3 Replies Latest reply: Jan 18, 2013 10:43 PM by Hiroto
Blessed91 Level 1 Level 1 (0 points)

I ran into a problem after exporting my book into EPUB from Indesign CS4. In this book the Latin diphthong æ is used. Unfortuately it didn't translate very well into the EPUB or corresponding XHTML files. Is there a way to do a batch change using AppleScript to change these symbols √¶ into æ which is the code for the diphthong? If so, how?

 

I also have an issue with the symbol †, in some of the documents it appears as this ‚Ć. Can I do a batch change for that as well? If so, how?

 

I'm new to using AppleScript so I appreciate all of the help. Thank you so much!!


Mac Book Pro, Mac OS X (10.5.8), 3.06 Ghz, 8 GB
  • 1. Re: How to find and replace using AppleScript for TextWrangler?
    twtwtw Level 5 Level 5 (4,690 points)

    I take it you're talking about the standard unicode characters and not some odd thing from a specialized font, right?  this should be fairly easy, either in applescript or by using textwrangler, I just want to make sure that I understand the parameters of the probllem.  I'm wary of the fact that EPUB is misrepresenting the characters - that suggests to me that the problem may not be as straight-forward as you're presenting it; EPUB ought not to have a problem with standard unicode.

  • 2. Re: How to find and replace using AppleScript for TextWrangler?
    Tom Gewecke Level 9 Level 9 (71,700 points)

    It sounds like you may have used the wrong text encoding designation in InDesign.  It should be UTF-8 and not Latin-1 or something else.

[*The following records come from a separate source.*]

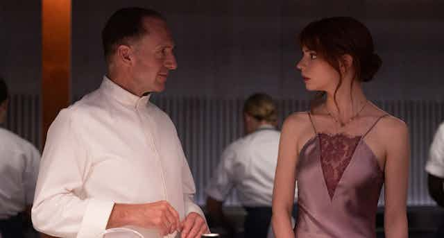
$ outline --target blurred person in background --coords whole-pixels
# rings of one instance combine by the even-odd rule
[[[243,117],[245,135],[222,153],[206,189],[206,207],[214,225],[224,228],[229,237],[234,237],[235,224],[222,207],[235,189],[247,212],[244,237],[265,238],[271,220],[271,196],[280,136],[276,128],[276,105],[266,94],[253,94],[245,101]]]

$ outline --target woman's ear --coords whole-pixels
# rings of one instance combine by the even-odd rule
[[[342,75],[348,72],[353,65],[353,57],[349,54],[345,54],[341,58],[339,61],[339,67]]]

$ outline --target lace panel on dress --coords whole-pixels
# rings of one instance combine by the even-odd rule
[[[319,133],[321,164],[330,198],[342,175],[350,164],[361,136]]]

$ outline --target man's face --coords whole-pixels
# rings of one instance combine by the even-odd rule
[[[166,24],[161,19],[146,17],[144,25],[149,33],[134,44],[130,72],[138,96],[163,91],[169,71],[177,68],[173,53],[174,42]]]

  • 3. Re: How to find and replace using AppleScript for TextWrangler?
    Hiroto Level 5 Level 5 (5,015 points)

    Hello

     

    Here's some observations -

     

    æ = U+00E6
    = <c3 a6> (UTF-8)
    = <c3 a6> (MacRoman) = æ
    
    † = U+2020
    = <e2 80 a0> (UTF-8)
    = <e2 80 a0> (MacRoman) = †
    

     

    which likely mean that your source data is text in UTF-8 but destination (or viewer or intermediate converter) is interpreting the data as text in MacRoman.

     

    Make sure you properly declare the encoding of XHTML or EPUB document as UTF-8.

     

    Good luck,

    H